Optimal Sequential Decision Making Under Partial Observability Using Deep Reinforcement Learning
ID# 2021-5355Technology Summary
The disclosed technology presents a system and method described for optimal sequential decision-making for large engineering systems/networks with multiple components under uncertain and partially observed environments using multi-agent deep reinforcement learning architecture. The technology uses a partially observable Markov decision process with a confluence of state-of-the-art AI methodology, named Deep Decentralized Multi-Agent Actor-Critic (DDMAC) with Centralized Training and Decentralized Execution (CTDE), that can incorporate operation-related various resource, performance, and risk-related constraints.

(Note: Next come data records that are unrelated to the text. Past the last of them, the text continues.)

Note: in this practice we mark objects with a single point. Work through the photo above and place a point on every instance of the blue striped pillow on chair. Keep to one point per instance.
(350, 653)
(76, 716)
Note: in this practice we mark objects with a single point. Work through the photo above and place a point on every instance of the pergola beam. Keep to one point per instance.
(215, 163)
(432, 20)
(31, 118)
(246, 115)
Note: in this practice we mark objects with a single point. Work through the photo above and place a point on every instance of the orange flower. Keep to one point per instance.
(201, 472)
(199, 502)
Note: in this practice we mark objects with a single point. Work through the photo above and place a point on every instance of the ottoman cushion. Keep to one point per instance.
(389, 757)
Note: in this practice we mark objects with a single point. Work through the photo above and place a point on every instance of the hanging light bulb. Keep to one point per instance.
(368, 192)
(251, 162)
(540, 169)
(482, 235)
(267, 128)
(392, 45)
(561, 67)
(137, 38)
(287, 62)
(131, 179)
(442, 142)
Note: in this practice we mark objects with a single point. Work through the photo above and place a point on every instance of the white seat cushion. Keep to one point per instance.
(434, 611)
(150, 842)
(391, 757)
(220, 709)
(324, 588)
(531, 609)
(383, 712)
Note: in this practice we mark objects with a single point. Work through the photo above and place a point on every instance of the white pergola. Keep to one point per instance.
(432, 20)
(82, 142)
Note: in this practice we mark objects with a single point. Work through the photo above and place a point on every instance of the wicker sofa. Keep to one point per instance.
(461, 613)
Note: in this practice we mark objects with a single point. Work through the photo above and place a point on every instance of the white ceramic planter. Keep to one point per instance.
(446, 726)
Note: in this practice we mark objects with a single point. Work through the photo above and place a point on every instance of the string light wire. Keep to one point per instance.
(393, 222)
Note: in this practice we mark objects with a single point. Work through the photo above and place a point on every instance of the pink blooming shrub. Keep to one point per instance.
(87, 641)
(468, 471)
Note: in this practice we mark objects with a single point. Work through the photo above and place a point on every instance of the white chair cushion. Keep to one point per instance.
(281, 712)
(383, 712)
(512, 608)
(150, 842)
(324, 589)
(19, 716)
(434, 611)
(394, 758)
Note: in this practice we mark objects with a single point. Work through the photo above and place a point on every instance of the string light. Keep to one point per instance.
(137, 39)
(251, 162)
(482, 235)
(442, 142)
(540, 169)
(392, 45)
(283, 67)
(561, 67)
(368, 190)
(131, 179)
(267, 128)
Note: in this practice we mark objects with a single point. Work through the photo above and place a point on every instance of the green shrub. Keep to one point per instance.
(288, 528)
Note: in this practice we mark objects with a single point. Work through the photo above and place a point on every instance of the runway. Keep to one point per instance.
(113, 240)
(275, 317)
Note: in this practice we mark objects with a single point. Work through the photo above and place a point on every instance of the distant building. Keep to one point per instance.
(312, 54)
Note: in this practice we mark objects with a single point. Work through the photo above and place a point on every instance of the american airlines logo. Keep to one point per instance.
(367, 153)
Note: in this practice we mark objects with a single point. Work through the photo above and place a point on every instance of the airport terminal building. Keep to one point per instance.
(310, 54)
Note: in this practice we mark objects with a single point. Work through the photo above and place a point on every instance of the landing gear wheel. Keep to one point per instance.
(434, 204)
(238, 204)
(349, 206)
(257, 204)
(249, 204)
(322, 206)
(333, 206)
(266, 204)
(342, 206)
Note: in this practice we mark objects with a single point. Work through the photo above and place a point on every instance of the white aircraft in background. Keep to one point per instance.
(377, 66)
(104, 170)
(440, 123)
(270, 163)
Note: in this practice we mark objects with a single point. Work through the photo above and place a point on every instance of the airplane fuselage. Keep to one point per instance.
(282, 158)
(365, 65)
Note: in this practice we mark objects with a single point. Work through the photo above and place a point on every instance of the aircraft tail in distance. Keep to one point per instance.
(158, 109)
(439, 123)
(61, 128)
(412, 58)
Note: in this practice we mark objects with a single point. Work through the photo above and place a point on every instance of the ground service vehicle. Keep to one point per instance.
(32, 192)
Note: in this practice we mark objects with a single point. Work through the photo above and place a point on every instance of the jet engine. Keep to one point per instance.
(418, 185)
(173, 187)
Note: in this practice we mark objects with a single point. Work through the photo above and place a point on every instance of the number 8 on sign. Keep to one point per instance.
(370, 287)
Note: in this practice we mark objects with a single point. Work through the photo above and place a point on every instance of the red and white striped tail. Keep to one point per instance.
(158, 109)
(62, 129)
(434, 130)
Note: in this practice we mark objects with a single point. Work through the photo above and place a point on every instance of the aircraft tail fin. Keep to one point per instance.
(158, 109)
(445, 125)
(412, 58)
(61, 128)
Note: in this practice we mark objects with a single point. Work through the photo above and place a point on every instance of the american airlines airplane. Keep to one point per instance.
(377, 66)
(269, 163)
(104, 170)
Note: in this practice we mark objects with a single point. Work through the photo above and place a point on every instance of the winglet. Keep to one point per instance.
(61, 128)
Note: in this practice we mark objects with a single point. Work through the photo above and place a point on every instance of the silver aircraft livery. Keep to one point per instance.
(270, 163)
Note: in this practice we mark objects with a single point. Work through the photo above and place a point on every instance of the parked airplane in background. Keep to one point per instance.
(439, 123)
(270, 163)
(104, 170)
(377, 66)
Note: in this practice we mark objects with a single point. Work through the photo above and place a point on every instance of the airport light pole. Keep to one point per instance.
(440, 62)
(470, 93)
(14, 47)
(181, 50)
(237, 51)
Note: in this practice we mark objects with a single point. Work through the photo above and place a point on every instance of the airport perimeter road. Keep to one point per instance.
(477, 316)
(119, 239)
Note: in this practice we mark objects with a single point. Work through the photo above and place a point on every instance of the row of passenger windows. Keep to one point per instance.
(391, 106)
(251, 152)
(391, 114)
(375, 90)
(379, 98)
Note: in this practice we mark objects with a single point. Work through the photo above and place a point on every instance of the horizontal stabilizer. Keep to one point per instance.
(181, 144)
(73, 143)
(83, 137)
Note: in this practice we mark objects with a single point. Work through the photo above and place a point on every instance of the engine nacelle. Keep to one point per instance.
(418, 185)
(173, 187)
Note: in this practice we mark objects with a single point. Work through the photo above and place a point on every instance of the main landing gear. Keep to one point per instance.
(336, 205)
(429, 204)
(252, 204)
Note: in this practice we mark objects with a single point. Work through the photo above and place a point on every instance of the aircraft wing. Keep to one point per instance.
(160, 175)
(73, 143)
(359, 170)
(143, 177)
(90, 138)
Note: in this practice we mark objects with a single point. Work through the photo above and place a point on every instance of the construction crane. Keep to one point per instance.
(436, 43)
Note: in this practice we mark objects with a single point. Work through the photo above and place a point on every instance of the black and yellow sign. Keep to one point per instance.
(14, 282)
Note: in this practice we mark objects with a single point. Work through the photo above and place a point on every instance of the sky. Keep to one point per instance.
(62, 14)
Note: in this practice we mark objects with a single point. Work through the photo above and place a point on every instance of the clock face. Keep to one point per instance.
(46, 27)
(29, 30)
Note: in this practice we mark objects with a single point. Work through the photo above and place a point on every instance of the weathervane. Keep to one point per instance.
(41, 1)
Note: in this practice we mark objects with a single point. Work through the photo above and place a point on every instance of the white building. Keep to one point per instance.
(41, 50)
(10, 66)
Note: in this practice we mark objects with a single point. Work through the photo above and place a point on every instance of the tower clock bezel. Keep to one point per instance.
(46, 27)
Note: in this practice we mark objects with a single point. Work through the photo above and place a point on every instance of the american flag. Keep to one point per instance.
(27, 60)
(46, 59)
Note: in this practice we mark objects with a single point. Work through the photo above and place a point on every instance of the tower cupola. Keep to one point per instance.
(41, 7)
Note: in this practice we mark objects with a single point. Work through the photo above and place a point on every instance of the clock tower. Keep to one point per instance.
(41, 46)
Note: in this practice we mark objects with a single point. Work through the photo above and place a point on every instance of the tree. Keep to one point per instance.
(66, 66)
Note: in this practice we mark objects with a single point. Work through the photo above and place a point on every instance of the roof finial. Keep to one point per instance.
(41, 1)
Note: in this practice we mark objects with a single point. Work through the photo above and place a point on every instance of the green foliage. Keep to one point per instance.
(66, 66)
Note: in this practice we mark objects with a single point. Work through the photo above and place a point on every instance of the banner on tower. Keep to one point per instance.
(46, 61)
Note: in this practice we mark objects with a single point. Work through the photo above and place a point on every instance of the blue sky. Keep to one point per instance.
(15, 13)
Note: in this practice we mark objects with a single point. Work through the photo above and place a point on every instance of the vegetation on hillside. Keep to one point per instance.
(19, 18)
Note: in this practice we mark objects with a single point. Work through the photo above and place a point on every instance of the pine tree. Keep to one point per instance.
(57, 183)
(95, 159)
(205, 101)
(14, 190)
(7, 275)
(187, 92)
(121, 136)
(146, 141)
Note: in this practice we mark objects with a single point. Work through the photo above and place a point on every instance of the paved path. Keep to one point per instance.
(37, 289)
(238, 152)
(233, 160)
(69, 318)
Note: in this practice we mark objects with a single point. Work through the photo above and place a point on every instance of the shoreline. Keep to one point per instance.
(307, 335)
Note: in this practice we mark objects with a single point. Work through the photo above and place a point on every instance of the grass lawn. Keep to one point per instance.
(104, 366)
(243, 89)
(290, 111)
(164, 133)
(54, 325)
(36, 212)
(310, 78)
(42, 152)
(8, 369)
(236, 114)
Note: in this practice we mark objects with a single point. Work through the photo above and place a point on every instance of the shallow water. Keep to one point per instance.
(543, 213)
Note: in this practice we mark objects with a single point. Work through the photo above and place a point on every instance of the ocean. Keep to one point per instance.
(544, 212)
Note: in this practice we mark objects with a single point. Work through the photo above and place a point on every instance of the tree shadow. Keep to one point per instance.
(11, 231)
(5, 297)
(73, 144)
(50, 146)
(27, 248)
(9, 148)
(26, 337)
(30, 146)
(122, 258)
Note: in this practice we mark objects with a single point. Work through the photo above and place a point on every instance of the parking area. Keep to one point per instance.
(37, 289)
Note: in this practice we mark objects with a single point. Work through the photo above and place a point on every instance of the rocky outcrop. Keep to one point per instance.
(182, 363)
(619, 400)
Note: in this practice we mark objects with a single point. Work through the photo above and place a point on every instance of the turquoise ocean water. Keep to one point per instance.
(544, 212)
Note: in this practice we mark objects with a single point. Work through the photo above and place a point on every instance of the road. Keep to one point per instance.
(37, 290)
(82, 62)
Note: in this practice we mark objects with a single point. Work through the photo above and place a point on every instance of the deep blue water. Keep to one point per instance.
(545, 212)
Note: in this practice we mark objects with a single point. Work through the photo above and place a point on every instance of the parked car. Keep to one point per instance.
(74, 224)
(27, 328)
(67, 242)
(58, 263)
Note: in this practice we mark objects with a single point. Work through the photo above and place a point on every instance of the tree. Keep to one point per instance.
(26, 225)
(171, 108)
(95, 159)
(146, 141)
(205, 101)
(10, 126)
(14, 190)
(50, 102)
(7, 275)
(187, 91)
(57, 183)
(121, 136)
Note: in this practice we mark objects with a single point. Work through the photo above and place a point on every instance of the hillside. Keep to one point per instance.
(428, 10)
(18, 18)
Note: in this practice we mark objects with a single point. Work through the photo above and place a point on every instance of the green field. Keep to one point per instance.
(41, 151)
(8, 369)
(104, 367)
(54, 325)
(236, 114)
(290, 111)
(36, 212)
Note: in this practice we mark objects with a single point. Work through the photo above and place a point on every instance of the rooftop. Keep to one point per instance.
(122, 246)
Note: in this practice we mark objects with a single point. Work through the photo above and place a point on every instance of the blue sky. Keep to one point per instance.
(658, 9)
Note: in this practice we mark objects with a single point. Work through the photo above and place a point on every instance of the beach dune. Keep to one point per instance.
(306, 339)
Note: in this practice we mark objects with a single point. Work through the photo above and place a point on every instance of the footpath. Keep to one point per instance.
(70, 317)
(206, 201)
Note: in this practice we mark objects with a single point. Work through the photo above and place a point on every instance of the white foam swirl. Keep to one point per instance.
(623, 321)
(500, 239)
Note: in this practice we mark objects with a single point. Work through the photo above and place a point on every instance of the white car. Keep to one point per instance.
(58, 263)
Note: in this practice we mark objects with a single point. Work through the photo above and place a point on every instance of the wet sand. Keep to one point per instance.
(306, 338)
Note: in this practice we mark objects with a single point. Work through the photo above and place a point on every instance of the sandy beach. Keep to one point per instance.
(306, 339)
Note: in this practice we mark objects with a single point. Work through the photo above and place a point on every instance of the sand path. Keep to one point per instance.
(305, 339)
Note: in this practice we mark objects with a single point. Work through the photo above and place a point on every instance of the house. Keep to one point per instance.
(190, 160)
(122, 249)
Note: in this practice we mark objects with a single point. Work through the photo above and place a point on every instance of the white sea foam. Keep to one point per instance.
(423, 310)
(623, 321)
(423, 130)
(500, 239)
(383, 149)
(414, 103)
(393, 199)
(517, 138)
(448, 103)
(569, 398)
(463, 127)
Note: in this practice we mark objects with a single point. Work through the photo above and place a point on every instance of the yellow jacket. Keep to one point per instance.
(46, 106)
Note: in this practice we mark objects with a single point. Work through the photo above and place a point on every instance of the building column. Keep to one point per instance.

Application & Market Utility
The current solutions for managing large infrastructure systems are based on heuristics and usually suffer from inefficiencies arising from complex systems. To address these issues, a comprehensive artificial intelligence framework was created that allows for adaptive evaluation in the presence of noisy real-time or ambiguous data. This technology was tested on an existing transportation network in Virginia, where results show a total of 45% cost savings in managing the network and an improvement of 20% over heuristically optimized condition-based policy. This technology has the potential to save up to billions of dollars upon implementation in the energy, aerospace, and automotive industries.
Next Steps
The research team is continually testing the technology and seeking licensing opportunities.